Celebrating the Dr. Martin Luther King, Jr. Holiday
By Dr. Nathan Allen
The citizenry must implement a significant paradigm shift to realize and internalize the goals, objectives, and strategies envisioned by the late Dr. Martin Luther King, Jr. He became, in the view of many, an urban and rural prophet, a prime mover and innovator who cared more for shoring up the foundations of America than safeguarding his own welfare. He was a man who viewed life as meaningless without something higher than life itself. While inspired by many of the teachings of Mahatma Gandhi of India, King’s cause and Gandhi’s differed markedly. In India, the majority resisted the tyranny of a minority. Dr. King’s mission began with a visible minority challenging an order imposed by the Southern majority in the State of Alabama.
It is important to remember King’s famous “Letter from Birmingham City Jail.” In it, he wrote, “My friends, I must say to you that we have not made a single gain in civil rights without determined legal and nonviolent pressure. History is the long and tragic story of the fact that privileged groups seldom give up their privilege voluntarily.”
Speaking of those who jailed him, he stated, “. . . we can never forget that everything Hitler did in Germany was legal and everything the Hungarian Freedom Fighters did in Hungary was illegal.” On breaking the law, he emphatically stated, “. . . an unjust law is no law at all.”

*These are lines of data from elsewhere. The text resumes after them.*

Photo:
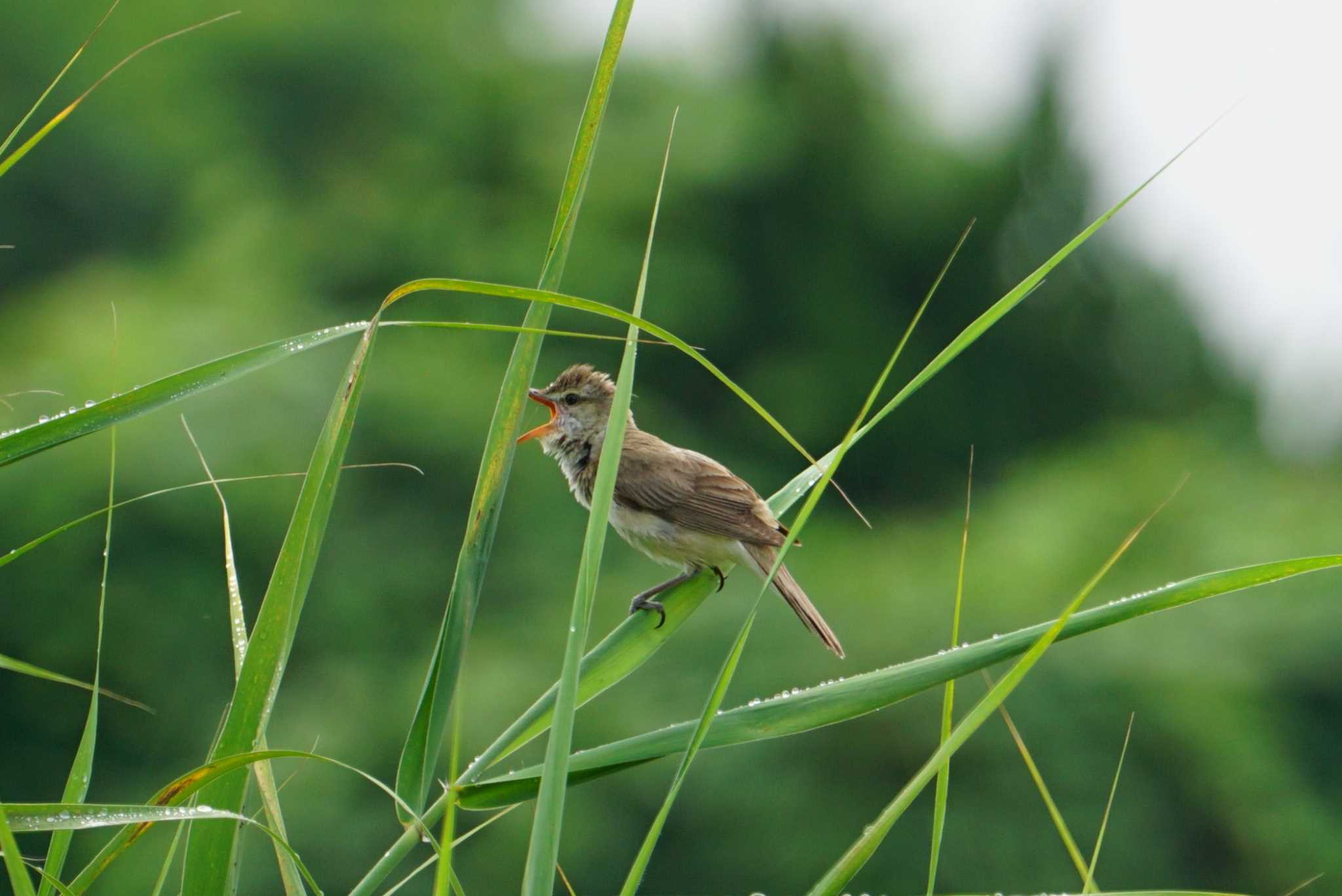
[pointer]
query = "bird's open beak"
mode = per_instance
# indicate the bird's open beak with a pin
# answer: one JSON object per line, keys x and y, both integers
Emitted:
{"x": 545, "y": 428}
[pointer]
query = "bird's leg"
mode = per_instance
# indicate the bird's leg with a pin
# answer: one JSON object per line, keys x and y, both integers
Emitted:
{"x": 643, "y": 603}
{"x": 722, "y": 580}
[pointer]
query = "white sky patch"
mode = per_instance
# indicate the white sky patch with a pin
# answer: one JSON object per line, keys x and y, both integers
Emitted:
{"x": 1247, "y": 220}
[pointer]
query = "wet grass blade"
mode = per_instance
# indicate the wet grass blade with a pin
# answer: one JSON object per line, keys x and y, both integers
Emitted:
{"x": 38, "y": 673}
{"x": 729, "y": 665}
{"x": 78, "y": 816}
{"x": 81, "y": 770}
{"x": 11, "y": 160}
{"x": 544, "y": 851}
{"x": 938, "y": 813}
{"x": 184, "y": 384}
{"x": 211, "y": 846}
{"x": 19, "y": 880}
{"x": 425, "y": 739}
{"x": 289, "y": 872}
{"x": 178, "y": 792}
{"x": 862, "y": 694}
{"x": 1090, "y": 887}
{"x": 862, "y": 849}
{"x": 119, "y": 408}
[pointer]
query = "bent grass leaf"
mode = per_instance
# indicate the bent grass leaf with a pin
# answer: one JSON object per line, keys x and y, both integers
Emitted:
{"x": 873, "y": 834}
{"x": 176, "y": 793}
{"x": 38, "y": 673}
{"x": 23, "y": 549}
{"x": 81, "y": 770}
{"x": 211, "y": 846}
{"x": 84, "y": 816}
{"x": 729, "y": 667}
{"x": 18, "y": 872}
{"x": 862, "y": 694}
{"x": 159, "y": 394}
{"x": 65, "y": 113}
{"x": 544, "y": 851}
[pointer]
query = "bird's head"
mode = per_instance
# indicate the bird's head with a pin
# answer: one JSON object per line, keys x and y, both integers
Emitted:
{"x": 580, "y": 405}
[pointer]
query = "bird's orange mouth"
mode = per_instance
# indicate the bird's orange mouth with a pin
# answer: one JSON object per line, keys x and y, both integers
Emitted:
{"x": 545, "y": 428}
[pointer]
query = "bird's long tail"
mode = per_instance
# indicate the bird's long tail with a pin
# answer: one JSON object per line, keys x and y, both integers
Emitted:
{"x": 797, "y": 600}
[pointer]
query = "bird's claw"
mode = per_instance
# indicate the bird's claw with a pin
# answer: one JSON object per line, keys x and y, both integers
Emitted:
{"x": 645, "y": 604}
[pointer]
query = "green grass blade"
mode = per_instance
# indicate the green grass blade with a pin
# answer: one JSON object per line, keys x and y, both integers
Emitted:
{"x": 544, "y": 851}
{"x": 166, "y": 865}
{"x": 55, "y": 81}
{"x": 289, "y": 872}
{"x": 81, "y": 770}
{"x": 211, "y": 846}
{"x": 178, "y": 792}
{"x": 23, "y": 549}
{"x": 1103, "y": 823}
{"x": 159, "y": 394}
{"x": 862, "y": 849}
{"x": 19, "y": 880}
{"x": 38, "y": 673}
{"x": 425, "y": 739}
{"x": 65, "y": 427}
{"x": 12, "y": 159}
{"x": 1054, "y": 813}
{"x": 624, "y": 650}
{"x": 79, "y": 816}
{"x": 729, "y": 667}
{"x": 938, "y": 813}
{"x": 862, "y": 694}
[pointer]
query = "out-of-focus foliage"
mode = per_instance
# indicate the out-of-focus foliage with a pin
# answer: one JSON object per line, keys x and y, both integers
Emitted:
{"x": 285, "y": 170}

Dr. King had the same aims as many other black leaders. His means, however, separated him decisively. He spoke not just to a local city or region. He utilized his ideas related to moral persuasion with the intent to isolate and make more visible an unjust system that violates the American Creed—the defining element of American identity that includes liberty, equality, individualism, populism, and laissez-faire—and causes it to be dismantled.
Dr. King was not alone in this effort. There were those leaders and groups cutting away the tentacles of racism, such as Walter White’s National Association for the Advancement of Colored People; Whitney Young’s Urban League; Julian Bond’s Student Non-Violent Coordinating Committee; and others. He succeeded—at great personal cost to himself, his family, and some of his followers — in bringing to the conscience of the nation a higher agenda of human and legal interaction. He did this by using faith, intellect, determination, and integrity within the framework of what he referred to as liberation theology.
From a religious and biblical perspective, King defined liberation theology as an organic, often formalized body of opinions concerning God, and man’s relationship to God and its efforts to seek universal justice for all in which the church becomes the instrument that guides and directs its responsiveness. Public policy pundits would argue that a list of Dr. King’s accomplishments must include the passage of the 1964 Civil Rights Act and the 1965 Voting Rights Act. The latter, which prohibits racial discrimination in voting, is probably the most significant legislation in the United States. Interestingly enough, its renewal presently sits on the Senate Majority Leader’s desk. Therefore, as we move forward to perpetuate the achievements of Dr. King, maybe every church will ensure that every member of their congregation is a registered voter. The right to vote is the cornerstone of our democracy and we must not ignore its overall impact.
In the Congress of National Black Churches, Inc. proceedings of the Black Church Leadership Conference, Dr. Wallace S. Hartsfield, former pastor of Metropolitan Baptist Church, Kansas City, MO and a noted Old Testament scholar; stated:
The church must vocalize her concerns in that area of community life which touches every aspect of an individual’s development. For the church not to be concerned about the political arena is not to be concerned about the educational needs of the people. It is not to be concerned about the economic welfare of the people. It is not to be concerned about their cultural needs and their spiritual needs. In this changing community, the church must recognize that she has a moral obligation to those who find themselves with their backs against the wall. What is needed oftentimes is a sense of direction and the church can articulate that direction.
It [the church] provides a viable mechanism for the nation to maintain, sustain and perpetuate King’s notion of a liberation theology.
Furthermore, we must always remember, without the vision, ideals, commitment and courage of Dr. Martin Luther King, Jr., a generation would have lacked the kind of leadership cemented by a religious belief. His was the dream that mobilized and aroused Americans of all ages and backgrounds and a generation of college students to challenge those national and regional norms virtually ignoring or diminishing Americans of color.
His life is the perfect example of fortitude, patience, quiet strength, dignity, and integrity. His was the sacrifice that shines as an example to so many black leaders today. We rejoice in the spirit and mobility with which he lived. We also mourn him still and cry that he cannot walk among us and see Americans of all backgrounds celebrate his birthday as one among several “American heroes.” But as leaders of the nation move forward in our neighborhoods, communities, and cities, we must always remember the importance of the struggle to make a difference. To make a difference, we must make the vision real and understand that protest may not only be necessary, but essential.